JargonFile/entries/randomness.txt
2014-04-26 16:54:15 +01:00

26 lines
1.5 KiB
Plaintext

randomness
n. 1. An inexplicable misfeature; gratuitous inelegance. 2. A hack or crock
that depends on a complex combination of coincidences (or, possibly, the
combination upon which the crock depends for its accidental failure to
malfunction). This hack can output characters 40--57 by putting the
character in the four-bit accumulator field of an XCT and then extracting
six bits the low 2 bits of the XCT opcode are the right thing. What
randomness! 3. Of people, synonymous with flakiness. The connotation is that
the person so described is behaving weirdly, incompetently, or
inappropriately for reasons which are (a) too tiresome to bother inquiring
into, (b) are probably as inscrutable as quantum phenomena anyway, and (c)

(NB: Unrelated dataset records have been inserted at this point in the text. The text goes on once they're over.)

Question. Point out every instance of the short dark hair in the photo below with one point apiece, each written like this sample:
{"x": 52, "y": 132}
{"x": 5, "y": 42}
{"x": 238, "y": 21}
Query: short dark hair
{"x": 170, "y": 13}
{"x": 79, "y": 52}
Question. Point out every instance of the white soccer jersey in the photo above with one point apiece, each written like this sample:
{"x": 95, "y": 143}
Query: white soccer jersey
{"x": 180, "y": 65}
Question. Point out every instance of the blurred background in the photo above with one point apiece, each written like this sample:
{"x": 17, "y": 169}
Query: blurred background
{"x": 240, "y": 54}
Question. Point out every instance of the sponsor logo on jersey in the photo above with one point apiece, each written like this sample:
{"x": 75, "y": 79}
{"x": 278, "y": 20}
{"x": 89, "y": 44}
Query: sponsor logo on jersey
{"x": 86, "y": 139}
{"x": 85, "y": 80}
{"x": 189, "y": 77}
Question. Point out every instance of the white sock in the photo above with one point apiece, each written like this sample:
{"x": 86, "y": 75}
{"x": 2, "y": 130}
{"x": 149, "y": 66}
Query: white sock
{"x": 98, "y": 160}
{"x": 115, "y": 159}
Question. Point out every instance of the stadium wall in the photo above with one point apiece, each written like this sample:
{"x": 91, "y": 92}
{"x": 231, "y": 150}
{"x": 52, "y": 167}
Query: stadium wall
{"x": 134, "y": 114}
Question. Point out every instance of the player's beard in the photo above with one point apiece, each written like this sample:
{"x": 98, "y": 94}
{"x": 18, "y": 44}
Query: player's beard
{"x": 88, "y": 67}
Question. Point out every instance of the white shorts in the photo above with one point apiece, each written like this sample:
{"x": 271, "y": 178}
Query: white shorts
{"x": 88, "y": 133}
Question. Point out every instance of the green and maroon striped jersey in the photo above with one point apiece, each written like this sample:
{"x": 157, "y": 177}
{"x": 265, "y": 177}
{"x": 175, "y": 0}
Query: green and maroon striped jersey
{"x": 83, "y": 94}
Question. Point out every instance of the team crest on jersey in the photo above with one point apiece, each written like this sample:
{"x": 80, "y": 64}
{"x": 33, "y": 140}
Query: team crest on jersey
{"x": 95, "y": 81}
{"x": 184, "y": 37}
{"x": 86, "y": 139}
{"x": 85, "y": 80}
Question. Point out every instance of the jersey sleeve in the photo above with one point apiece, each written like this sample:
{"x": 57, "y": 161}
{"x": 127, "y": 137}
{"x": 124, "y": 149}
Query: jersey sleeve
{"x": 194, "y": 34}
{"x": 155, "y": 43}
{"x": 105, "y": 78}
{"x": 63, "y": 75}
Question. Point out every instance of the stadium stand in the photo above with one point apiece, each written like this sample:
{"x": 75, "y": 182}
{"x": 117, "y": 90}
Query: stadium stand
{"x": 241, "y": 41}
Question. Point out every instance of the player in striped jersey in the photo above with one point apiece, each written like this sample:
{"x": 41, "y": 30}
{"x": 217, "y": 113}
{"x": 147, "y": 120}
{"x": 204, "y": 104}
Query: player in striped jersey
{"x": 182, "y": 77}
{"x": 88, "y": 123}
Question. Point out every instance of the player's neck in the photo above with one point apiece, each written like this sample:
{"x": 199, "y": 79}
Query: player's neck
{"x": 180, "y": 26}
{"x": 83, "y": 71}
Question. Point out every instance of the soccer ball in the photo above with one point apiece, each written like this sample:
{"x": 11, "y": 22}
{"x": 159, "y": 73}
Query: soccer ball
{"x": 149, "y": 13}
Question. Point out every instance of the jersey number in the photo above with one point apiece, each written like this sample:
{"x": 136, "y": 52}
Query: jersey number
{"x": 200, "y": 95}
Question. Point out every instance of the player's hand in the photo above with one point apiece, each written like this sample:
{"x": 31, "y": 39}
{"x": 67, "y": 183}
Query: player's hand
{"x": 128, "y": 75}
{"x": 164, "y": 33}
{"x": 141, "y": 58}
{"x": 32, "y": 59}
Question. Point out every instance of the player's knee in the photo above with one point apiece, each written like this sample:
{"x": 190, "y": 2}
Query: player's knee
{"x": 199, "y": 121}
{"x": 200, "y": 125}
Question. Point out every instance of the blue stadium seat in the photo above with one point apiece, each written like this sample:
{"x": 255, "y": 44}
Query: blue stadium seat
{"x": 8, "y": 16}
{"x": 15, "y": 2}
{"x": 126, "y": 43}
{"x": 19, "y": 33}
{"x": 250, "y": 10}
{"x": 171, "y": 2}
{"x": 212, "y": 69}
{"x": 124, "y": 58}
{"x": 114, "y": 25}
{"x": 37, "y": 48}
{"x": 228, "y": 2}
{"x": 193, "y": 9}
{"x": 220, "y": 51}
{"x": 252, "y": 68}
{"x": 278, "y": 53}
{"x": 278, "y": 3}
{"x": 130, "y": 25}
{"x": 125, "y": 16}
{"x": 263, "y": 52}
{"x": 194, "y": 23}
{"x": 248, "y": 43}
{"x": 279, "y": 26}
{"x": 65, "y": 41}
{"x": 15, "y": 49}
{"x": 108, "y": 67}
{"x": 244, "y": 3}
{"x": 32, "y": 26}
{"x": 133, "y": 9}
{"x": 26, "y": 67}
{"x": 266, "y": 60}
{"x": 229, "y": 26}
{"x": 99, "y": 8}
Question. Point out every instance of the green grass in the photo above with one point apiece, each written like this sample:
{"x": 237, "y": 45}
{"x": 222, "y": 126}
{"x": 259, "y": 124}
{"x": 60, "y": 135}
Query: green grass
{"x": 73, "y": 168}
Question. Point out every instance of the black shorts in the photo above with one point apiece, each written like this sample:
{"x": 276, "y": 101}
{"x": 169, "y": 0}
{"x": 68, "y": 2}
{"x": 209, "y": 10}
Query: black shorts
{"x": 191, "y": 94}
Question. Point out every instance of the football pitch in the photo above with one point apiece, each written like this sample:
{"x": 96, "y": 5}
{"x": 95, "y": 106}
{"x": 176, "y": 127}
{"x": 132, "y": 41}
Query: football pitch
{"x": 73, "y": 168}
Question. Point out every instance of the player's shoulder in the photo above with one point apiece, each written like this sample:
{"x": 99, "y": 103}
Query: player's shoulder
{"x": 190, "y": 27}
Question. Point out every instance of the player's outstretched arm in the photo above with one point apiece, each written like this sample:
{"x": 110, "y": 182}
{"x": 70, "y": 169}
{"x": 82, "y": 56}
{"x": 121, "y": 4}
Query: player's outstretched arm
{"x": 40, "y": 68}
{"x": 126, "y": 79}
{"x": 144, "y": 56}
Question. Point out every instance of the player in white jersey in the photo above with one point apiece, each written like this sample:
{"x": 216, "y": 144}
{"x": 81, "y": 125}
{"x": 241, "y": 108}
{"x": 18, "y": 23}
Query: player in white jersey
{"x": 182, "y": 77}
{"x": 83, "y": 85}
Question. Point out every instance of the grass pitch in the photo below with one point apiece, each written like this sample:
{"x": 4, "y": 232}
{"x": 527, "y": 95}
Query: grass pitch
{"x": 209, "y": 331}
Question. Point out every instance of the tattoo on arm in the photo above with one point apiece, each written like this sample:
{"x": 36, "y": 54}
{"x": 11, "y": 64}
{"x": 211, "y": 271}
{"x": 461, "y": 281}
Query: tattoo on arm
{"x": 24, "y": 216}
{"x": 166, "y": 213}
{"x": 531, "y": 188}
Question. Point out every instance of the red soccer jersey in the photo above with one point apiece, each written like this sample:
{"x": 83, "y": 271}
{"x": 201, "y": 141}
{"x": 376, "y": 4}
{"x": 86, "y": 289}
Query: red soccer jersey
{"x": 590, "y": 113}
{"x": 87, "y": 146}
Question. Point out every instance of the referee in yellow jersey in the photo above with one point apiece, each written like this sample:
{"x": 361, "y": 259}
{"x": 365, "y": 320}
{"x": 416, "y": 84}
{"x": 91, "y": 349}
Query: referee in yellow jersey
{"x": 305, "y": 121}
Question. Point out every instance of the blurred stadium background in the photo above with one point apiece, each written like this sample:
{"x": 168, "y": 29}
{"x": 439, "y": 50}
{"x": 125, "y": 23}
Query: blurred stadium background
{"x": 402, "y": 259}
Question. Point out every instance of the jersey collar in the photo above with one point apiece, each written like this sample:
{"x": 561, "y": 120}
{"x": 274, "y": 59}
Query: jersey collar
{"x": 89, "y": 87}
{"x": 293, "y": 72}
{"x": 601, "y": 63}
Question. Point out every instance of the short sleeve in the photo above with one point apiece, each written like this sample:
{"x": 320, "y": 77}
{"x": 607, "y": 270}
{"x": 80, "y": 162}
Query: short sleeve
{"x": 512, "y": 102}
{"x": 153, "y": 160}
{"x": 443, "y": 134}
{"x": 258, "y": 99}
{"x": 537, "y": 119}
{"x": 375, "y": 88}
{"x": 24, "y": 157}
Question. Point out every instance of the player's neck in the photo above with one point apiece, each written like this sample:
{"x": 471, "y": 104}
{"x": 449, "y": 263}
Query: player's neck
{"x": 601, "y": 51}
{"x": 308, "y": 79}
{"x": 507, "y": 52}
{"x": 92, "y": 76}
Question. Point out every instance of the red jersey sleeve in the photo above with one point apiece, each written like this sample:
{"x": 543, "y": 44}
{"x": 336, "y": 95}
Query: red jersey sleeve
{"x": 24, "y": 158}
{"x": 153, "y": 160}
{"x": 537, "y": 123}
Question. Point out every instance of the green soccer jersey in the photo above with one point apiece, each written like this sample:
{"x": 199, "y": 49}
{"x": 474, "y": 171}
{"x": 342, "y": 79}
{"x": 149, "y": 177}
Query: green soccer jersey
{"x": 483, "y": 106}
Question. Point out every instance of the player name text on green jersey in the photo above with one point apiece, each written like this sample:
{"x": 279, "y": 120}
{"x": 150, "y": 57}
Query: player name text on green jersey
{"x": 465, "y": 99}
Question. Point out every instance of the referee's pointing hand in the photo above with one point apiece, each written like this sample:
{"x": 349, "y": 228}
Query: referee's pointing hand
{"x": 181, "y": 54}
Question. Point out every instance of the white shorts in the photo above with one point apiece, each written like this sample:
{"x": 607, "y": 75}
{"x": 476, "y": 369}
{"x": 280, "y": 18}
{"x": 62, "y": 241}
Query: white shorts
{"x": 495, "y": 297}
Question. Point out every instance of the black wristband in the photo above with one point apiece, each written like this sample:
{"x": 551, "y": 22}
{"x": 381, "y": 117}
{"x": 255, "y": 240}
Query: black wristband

are likely to pass with time. Maybe he has a real complaint, or maybe it's
just randomness. See if he calls back. Despite the negative connotations of
most jargon uses of this term have, it is worth noting that randomness can
actually be a valuable resource, very useful for applications in
cryptography and elsewhere. Computers are so thoroughly deterministic that
they have a hard time generating high-quality randomness, so hackers have
sometimes felt the need to built special-purpose contraptions for this
purpose alone. One well-known website offers random bits generated by
radioactive decay. Another derives random bits from chaotic systems in
analog electronics. Originally, the latter site got its random bits by doing
photometry on lava lamps. Hackers invariably found this hilarious. If you
have to ask why, you'll never get it.